[Haskell-cafe] Explaining monads
Derek Elkins
derek.a.elkins at gmail.com
Tue Aug 14 13:07:18 EDT 2007
On Tue, 2007-08-14 at 09:55 -0500, Lanny Ripple wrote:
> Having just gone through all the tutorials and things (again but
> this time I think it stuck) the Haskell community is on the wrong
> track as far as teaching Monads to new programmers.
>
> If I were teaching addition and multiplication to children I
> wouldn't start with, "We'll begin by defining an algebraic
> structure named a "Group". From there we'll expand our concept
> to a "Ring" and "Field". A group is a set and a binary operator
> usually named "+" (or sometimes "*") such that...".
>
> No no no. You start with, "You all know how to count from one to
> 10. If we have 1 item and we 'add' another 1 item we have 2
> items. We write this 1+1=2."
For every monad tutorial of the former type, I can find ten of the
latter. This is not the problem. A similar complaint is tutorials that
invoke category theory; almost none of them do this either.

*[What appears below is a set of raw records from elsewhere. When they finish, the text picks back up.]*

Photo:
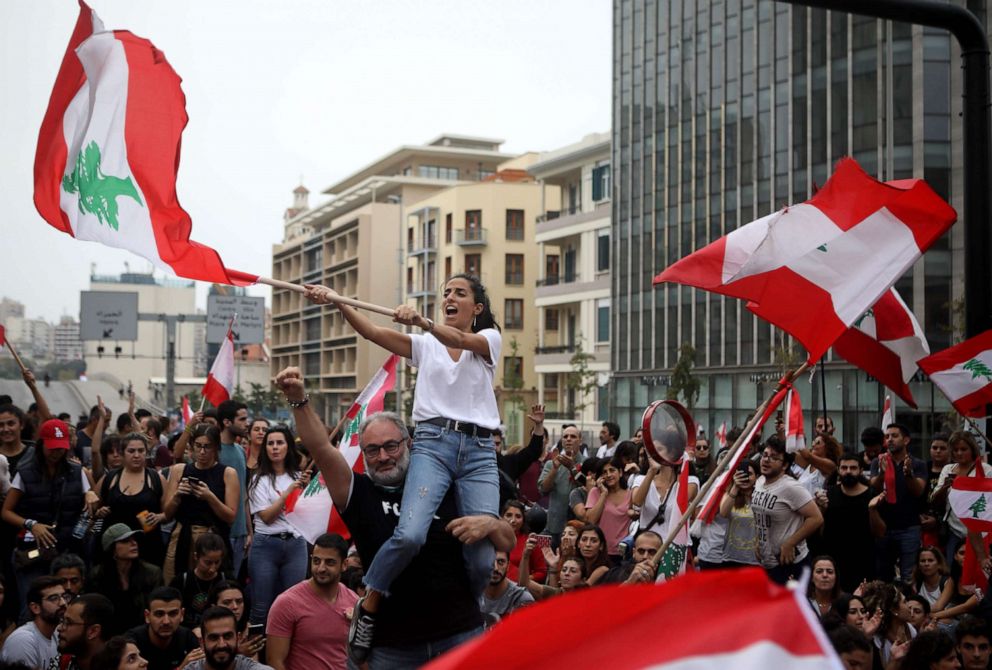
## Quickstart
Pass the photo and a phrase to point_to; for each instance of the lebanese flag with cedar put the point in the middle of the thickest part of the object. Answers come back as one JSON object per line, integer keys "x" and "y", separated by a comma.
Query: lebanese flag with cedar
{"x": 311, "y": 511}
{"x": 886, "y": 342}
{"x": 813, "y": 268}
{"x": 751, "y": 623}
{"x": 108, "y": 152}
{"x": 963, "y": 373}
{"x": 220, "y": 381}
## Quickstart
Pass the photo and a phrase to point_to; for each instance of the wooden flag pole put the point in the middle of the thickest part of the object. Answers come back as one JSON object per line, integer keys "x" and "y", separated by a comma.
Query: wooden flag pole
{"x": 387, "y": 311}
{"x": 722, "y": 465}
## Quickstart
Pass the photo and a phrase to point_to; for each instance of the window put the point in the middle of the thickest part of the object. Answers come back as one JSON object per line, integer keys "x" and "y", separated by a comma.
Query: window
{"x": 473, "y": 264}
{"x": 551, "y": 319}
{"x": 437, "y": 172}
{"x": 600, "y": 183}
{"x": 514, "y": 224}
{"x": 514, "y": 314}
{"x": 603, "y": 251}
{"x": 603, "y": 320}
{"x": 513, "y": 371}
{"x": 515, "y": 269}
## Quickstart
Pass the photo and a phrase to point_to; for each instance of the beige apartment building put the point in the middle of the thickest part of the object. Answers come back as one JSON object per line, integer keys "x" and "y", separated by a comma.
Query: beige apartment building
{"x": 487, "y": 228}
{"x": 573, "y": 288}
{"x": 356, "y": 243}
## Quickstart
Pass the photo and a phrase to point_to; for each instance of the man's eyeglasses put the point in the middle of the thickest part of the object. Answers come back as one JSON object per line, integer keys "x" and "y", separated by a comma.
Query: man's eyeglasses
{"x": 391, "y": 448}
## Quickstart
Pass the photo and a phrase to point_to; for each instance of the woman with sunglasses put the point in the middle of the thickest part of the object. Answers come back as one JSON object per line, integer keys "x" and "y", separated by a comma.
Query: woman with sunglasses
{"x": 202, "y": 496}
{"x": 278, "y": 556}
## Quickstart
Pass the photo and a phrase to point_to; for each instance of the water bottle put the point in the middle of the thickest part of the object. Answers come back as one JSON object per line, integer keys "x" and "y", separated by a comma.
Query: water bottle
{"x": 79, "y": 530}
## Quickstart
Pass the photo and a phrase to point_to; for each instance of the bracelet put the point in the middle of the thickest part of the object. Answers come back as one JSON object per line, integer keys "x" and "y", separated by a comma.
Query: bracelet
{"x": 296, "y": 404}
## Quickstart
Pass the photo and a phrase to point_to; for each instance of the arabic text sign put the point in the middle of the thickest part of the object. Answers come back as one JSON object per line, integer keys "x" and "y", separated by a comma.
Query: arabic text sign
{"x": 108, "y": 315}
{"x": 250, "y": 327}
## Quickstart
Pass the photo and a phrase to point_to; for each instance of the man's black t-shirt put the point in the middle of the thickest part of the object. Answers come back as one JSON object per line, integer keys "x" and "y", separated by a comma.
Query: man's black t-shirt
{"x": 169, "y": 658}
{"x": 431, "y": 599}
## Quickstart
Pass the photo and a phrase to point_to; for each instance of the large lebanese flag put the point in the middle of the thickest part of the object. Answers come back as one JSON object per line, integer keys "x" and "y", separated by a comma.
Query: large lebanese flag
{"x": 220, "y": 381}
{"x": 886, "y": 341}
{"x": 813, "y": 268}
{"x": 108, "y": 152}
{"x": 751, "y": 624}
{"x": 964, "y": 374}
{"x": 311, "y": 511}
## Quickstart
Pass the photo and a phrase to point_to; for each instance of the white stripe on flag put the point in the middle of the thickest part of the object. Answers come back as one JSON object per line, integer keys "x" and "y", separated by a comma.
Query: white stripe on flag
{"x": 98, "y": 115}
{"x": 957, "y": 382}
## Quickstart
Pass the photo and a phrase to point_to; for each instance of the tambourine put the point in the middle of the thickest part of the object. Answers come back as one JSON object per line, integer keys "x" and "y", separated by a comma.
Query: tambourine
{"x": 669, "y": 431}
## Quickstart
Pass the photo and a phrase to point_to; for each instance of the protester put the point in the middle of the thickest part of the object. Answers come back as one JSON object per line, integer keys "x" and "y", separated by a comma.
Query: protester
{"x": 35, "y": 643}
{"x": 308, "y": 623}
{"x": 785, "y": 514}
{"x": 84, "y": 630}
{"x": 219, "y": 641}
{"x": 202, "y": 496}
{"x": 501, "y": 595}
{"x": 162, "y": 640}
{"x": 135, "y": 496}
{"x": 432, "y": 607}
{"x": 278, "y": 558}
{"x": 455, "y": 410}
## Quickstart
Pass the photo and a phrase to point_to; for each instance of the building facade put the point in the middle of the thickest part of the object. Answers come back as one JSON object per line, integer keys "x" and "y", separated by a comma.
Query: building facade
{"x": 725, "y": 110}
{"x": 356, "y": 244}
{"x": 572, "y": 359}
{"x": 486, "y": 228}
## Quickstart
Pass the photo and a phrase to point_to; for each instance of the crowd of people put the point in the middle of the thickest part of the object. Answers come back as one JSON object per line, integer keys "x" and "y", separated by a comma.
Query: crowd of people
{"x": 125, "y": 544}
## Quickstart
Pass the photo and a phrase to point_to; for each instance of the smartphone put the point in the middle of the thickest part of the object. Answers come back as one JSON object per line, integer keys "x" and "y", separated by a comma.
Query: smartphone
{"x": 543, "y": 541}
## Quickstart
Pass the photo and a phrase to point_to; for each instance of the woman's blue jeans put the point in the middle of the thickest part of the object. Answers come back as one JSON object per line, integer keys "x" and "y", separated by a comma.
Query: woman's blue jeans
{"x": 439, "y": 458}
{"x": 274, "y": 565}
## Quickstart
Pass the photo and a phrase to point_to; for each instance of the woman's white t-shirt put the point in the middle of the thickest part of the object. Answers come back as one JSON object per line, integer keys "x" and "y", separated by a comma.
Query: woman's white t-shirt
{"x": 461, "y": 390}
{"x": 263, "y": 494}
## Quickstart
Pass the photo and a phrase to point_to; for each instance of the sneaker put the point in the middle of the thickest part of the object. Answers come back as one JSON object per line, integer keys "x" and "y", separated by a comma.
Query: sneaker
{"x": 360, "y": 634}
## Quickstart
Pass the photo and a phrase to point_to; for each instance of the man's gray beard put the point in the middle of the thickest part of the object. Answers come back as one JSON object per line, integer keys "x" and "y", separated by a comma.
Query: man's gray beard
{"x": 394, "y": 478}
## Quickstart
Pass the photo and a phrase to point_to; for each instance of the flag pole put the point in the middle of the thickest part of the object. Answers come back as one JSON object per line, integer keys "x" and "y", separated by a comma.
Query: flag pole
{"x": 289, "y": 286}
{"x": 723, "y": 464}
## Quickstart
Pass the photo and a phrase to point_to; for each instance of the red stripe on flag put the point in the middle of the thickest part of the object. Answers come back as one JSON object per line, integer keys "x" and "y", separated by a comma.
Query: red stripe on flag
{"x": 51, "y": 154}
{"x": 743, "y": 601}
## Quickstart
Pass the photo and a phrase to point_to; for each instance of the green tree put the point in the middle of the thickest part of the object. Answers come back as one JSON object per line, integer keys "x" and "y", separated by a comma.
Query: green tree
{"x": 683, "y": 382}
{"x": 581, "y": 380}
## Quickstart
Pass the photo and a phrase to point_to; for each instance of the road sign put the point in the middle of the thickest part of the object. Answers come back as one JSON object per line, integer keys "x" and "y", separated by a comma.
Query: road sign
{"x": 250, "y": 326}
{"x": 108, "y": 315}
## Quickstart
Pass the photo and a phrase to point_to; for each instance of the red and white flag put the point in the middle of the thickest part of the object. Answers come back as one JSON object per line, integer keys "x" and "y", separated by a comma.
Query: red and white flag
{"x": 963, "y": 373}
{"x": 311, "y": 510}
{"x": 761, "y": 625}
{"x": 795, "y": 436}
{"x": 886, "y": 342}
{"x": 711, "y": 504}
{"x": 721, "y": 436}
{"x": 108, "y": 152}
{"x": 813, "y": 268}
{"x": 220, "y": 381}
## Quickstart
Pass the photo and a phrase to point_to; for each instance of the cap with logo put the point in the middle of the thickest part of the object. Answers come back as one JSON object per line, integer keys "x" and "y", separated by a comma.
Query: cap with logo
{"x": 116, "y": 533}
{"x": 55, "y": 434}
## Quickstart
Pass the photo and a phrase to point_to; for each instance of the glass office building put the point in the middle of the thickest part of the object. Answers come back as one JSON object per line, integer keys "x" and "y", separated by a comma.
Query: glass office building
{"x": 725, "y": 110}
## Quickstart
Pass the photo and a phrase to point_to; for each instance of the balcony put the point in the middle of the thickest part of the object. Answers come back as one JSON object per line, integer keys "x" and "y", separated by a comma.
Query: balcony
{"x": 471, "y": 237}
{"x": 556, "y": 224}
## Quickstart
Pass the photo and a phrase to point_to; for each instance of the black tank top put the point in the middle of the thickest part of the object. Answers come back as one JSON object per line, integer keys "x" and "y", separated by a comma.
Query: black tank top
{"x": 196, "y": 512}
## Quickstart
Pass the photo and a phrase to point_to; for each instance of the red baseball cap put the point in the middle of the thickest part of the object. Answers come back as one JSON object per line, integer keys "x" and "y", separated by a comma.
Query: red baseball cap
{"x": 54, "y": 434}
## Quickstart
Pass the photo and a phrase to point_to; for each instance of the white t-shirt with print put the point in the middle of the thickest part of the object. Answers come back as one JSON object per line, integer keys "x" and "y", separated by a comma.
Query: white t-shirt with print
{"x": 461, "y": 390}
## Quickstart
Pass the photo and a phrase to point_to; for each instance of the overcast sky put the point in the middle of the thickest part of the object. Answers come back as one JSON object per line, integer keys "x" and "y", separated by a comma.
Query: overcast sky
{"x": 280, "y": 90}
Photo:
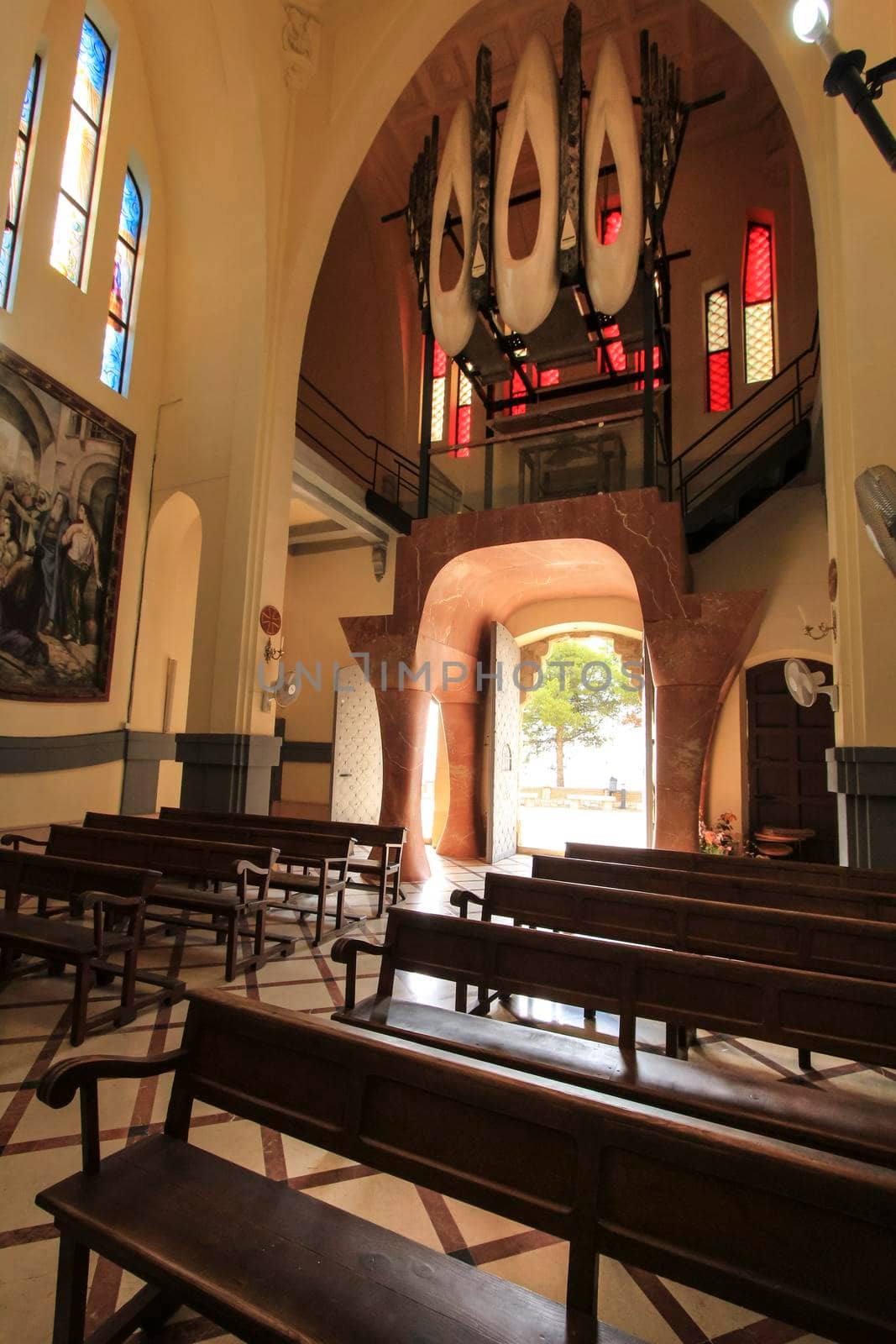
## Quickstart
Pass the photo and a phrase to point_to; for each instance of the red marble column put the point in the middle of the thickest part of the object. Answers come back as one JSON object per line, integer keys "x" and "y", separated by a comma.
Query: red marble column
{"x": 464, "y": 833}
{"x": 403, "y": 716}
{"x": 685, "y": 718}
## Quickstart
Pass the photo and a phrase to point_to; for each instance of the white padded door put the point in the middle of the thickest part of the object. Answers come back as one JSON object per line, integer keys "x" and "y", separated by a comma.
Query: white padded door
{"x": 358, "y": 752}
{"x": 503, "y": 746}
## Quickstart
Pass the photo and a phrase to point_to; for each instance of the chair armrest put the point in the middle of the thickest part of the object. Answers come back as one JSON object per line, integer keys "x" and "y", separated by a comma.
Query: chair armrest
{"x": 62, "y": 1081}
{"x": 105, "y": 898}
{"x": 244, "y": 866}
{"x": 461, "y": 898}
{"x": 15, "y": 840}
{"x": 345, "y": 952}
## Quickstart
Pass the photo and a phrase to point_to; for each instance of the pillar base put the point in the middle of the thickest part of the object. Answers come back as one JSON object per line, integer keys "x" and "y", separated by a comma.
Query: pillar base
{"x": 143, "y": 753}
{"x": 864, "y": 780}
{"x": 228, "y": 772}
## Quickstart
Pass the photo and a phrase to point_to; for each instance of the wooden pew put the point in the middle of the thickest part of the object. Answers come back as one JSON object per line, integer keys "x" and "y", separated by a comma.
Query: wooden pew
{"x": 204, "y": 866}
{"x": 110, "y": 894}
{"x": 832, "y": 1122}
{"x": 390, "y": 840}
{"x": 862, "y": 948}
{"x": 839, "y": 1015}
{"x": 327, "y": 853}
{"x": 705, "y": 1206}
{"x": 815, "y": 874}
{"x": 775, "y": 893}
{"x": 826, "y": 944}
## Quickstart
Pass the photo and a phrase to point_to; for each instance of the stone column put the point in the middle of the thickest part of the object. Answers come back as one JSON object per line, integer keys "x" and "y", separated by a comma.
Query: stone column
{"x": 864, "y": 780}
{"x": 403, "y": 716}
{"x": 464, "y": 835}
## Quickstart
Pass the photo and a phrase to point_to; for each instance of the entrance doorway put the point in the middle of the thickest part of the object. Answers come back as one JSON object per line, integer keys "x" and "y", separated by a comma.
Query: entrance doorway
{"x": 584, "y": 753}
{"x": 786, "y": 759}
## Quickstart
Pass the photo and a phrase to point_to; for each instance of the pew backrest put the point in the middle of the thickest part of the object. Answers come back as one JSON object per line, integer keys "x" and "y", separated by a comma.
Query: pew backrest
{"x": 192, "y": 860}
{"x": 752, "y": 933}
{"x": 817, "y": 874}
{"x": 26, "y": 874}
{"x": 685, "y": 1198}
{"x": 839, "y": 1015}
{"x": 363, "y": 832}
{"x": 778, "y": 893}
{"x": 293, "y": 846}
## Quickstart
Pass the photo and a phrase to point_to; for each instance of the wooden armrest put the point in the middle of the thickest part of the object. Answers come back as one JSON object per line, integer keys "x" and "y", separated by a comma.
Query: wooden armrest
{"x": 461, "y": 898}
{"x": 244, "y": 866}
{"x": 15, "y": 840}
{"x": 62, "y": 1081}
{"x": 345, "y": 951}
{"x": 105, "y": 898}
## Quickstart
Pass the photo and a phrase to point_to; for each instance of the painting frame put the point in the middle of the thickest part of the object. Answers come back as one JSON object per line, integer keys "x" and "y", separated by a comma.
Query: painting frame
{"x": 101, "y": 558}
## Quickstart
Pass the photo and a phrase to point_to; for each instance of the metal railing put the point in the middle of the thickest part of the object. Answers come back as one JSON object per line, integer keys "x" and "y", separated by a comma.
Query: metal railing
{"x": 746, "y": 432}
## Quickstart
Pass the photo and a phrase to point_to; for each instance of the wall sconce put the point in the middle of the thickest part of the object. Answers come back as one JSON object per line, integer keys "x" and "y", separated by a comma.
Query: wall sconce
{"x": 810, "y": 19}
{"x": 819, "y": 632}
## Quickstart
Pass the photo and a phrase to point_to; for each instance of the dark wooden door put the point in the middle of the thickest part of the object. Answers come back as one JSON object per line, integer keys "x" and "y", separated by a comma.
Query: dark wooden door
{"x": 786, "y": 756}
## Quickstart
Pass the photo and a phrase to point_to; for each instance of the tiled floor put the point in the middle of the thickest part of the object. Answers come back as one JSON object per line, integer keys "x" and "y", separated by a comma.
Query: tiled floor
{"x": 39, "y": 1146}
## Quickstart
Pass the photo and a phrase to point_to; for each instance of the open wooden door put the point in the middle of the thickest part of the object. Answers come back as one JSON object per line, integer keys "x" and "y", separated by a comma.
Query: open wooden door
{"x": 503, "y": 746}
{"x": 356, "y": 790}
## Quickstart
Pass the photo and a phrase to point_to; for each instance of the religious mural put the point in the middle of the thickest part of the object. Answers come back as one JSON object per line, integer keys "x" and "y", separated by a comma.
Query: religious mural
{"x": 65, "y": 477}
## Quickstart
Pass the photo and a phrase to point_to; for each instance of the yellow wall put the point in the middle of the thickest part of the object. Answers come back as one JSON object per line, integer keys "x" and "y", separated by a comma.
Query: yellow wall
{"x": 318, "y": 591}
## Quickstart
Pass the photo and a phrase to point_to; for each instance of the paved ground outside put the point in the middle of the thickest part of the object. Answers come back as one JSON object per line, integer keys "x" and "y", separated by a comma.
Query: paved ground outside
{"x": 550, "y": 828}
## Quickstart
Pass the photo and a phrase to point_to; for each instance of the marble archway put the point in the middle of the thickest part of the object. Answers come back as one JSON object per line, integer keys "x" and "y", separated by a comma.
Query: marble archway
{"x": 457, "y": 575}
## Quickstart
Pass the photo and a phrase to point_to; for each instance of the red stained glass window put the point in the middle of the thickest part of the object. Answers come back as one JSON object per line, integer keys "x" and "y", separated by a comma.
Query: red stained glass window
{"x": 463, "y": 417}
{"x": 759, "y": 300}
{"x": 611, "y": 225}
{"x": 718, "y": 331}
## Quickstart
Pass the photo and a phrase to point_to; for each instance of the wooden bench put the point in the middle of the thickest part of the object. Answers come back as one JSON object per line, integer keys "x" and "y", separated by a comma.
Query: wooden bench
{"x": 815, "y": 874}
{"x": 833, "y": 1122}
{"x": 226, "y": 885}
{"x": 766, "y": 1225}
{"x": 839, "y": 1015}
{"x": 112, "y": 894}
{"x": 781, "y": 893}
{"x": 328, "y": 855}
{"x": 385, "y": 866}
{"x": 862, "y": 948}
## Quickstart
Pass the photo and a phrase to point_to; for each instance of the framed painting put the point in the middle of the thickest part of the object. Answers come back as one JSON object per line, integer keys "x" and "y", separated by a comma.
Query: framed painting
{"x": 65, "y": 480}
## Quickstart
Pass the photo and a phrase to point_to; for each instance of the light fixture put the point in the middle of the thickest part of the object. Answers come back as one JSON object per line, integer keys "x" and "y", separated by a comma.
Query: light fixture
{"x": 846, "y": 76}
{"x": 810, "y": 18}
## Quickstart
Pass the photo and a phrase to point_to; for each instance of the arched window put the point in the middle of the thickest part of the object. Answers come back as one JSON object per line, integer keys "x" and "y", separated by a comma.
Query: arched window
{"x": 121, "y": 297}
{"x": 80, "y": 161}
{"x": 18, "y": 183}
{"x": 718, "y": 331}
{"x": 759, "y": 318}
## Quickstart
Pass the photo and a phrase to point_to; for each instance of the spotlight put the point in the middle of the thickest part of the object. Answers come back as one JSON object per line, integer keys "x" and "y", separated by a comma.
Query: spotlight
{"x": 846, "y": 76}
{"x": 810, "y": 18}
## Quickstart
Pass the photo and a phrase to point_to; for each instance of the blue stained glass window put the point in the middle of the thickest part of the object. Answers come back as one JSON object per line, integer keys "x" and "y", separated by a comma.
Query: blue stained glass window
{"x": 80, "y": 161}
{"x": 18, "y": 183}
{"x": 123, "y": 286}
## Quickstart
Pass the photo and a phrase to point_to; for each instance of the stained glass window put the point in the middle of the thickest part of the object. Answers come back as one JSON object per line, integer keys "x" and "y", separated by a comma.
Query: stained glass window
{"x": 718, "y": 333}
{"x": 18, "y": 183}
{"x": 613, "y": 354}
{"x": 463, "y": 417}
{"x": 80, "y": 161}
{"x": 439, "y": 394}
{"x": 123, "y": 286}
{"x": 759, "y": 318}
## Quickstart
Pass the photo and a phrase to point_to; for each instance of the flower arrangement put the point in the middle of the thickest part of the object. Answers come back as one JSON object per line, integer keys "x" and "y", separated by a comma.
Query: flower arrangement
{"x": 719, "y": 839}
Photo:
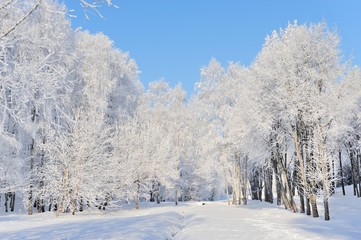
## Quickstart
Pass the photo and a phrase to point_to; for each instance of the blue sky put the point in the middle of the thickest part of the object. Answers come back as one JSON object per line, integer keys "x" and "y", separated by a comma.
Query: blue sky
{"x": 172, "y": 39}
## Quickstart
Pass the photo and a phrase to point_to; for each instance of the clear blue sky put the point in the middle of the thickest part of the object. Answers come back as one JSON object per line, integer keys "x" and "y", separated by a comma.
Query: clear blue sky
{"x": 172, "y": 39}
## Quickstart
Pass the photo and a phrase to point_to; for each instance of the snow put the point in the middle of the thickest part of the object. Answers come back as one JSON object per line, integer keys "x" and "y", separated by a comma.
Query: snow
{"x": 191, "y": 220}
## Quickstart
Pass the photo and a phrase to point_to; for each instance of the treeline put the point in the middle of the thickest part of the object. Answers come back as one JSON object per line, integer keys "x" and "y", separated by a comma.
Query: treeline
{"x": 78, "y": 130}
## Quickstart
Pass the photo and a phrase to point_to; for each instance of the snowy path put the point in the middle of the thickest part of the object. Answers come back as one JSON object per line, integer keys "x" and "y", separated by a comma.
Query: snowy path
{"x": 265, "y": 221}
{"x": 214, "y": 220}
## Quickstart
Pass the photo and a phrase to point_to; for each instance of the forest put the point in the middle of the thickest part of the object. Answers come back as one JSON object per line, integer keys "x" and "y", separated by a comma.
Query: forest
{"x": 79, "y": 130}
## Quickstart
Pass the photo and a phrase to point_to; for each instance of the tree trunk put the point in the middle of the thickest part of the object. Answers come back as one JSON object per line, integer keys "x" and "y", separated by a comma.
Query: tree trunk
{"x": 268, "y": 182}
{"x": 6, "y": 201}
{"x": 12, "y": 202}
{"x": 354, "y": 174}
{"x": 243, "y": 181}
{"x": 137, "y": 194}
{"x": 341, "y": 173}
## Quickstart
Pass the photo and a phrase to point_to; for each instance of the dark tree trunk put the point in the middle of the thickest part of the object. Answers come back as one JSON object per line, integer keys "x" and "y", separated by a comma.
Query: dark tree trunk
{"x": 268, "y": 182}
{"x": 341, "y": 173}
{"x": 327, "y": 210}
{"x": 354, "y": 175}
{"x": 12, "y": 202}
{"x": 6, "y": 201}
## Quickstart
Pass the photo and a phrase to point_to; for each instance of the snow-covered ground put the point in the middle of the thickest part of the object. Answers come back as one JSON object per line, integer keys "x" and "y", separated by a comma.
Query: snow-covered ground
{"x": 214, "y": 220}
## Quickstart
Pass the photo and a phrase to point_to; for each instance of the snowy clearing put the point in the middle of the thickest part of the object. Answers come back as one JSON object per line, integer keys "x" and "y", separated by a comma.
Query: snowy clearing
{"x": 214, "y": 220}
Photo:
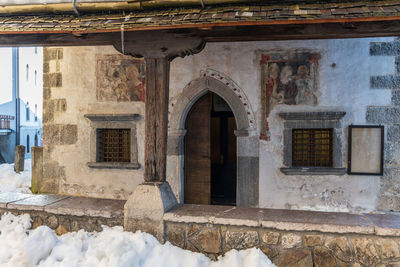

What people need to do is stop reading two page blog posts by someone
who's "just got" monads and read the well-written peer-reviewed papers
by the people who clearly know what they are talking about. Luckily,
for monads applied to Haskell we have Wadler, a witty, enjoyable and
clear writer/speaker. All of Wadler's monad "introductions" are
readable by anyone with a basic grasp of Haskell. You certainly don't
need to be even remotely an academic to understand them. I'm willing to
bet that many people who say they don't understand monads and have read
"every tutorial about them" haven't read -any- of Wadler's papers.